As one of three occupants, all well over pensionable age, of a house with four toilets, I can tell Kevin McCloud that when he gets to our age, he won’t consider always being able to get to an unoccupied loo a bugbear (Report, 3 September).
Mike Lowcock
Sandbach, Cheshire
• “Why do people judge the status of a house by how many toilets you can offer your guests?” asks Kevin McCloud.
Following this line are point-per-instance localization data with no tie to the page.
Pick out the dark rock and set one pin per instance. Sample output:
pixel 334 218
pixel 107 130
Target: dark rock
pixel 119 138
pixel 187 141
Surely the question should be: “Just what are they planning to feed their guests?”
Barbara Knapp
Pudsey, West Yorkshire
• Aristotle’s book lice were presumably eating the glue that held sheets of papyrus to make up a roll – not exactly the “glue that held the pages together” (Specieswatch, 4 September). The codex book wasn’t invented until much later.
Roderick White
London
• I’m happy to say that I have seen the heart symbol used for the word “love” (Letters, 4 September) on 14 February every year since 1951 – 26 years before it was “invented” for the I ❤ NY campaign).
Liz Taylor
West Bridgford, Nottinghamshire
• Now that Ofsted is no longer grading schools with a single word (Editorial, 2 September), when can we expect schools to stop grading young people with single letters?
J-P Martins
Sutton Abinger, Surrey
• Guinness (Letters, 30 August) was also prescribed for patients with tuberculosis. Unfortunately, during my eight months in a TB sanitorium in 1966, this was no longer so.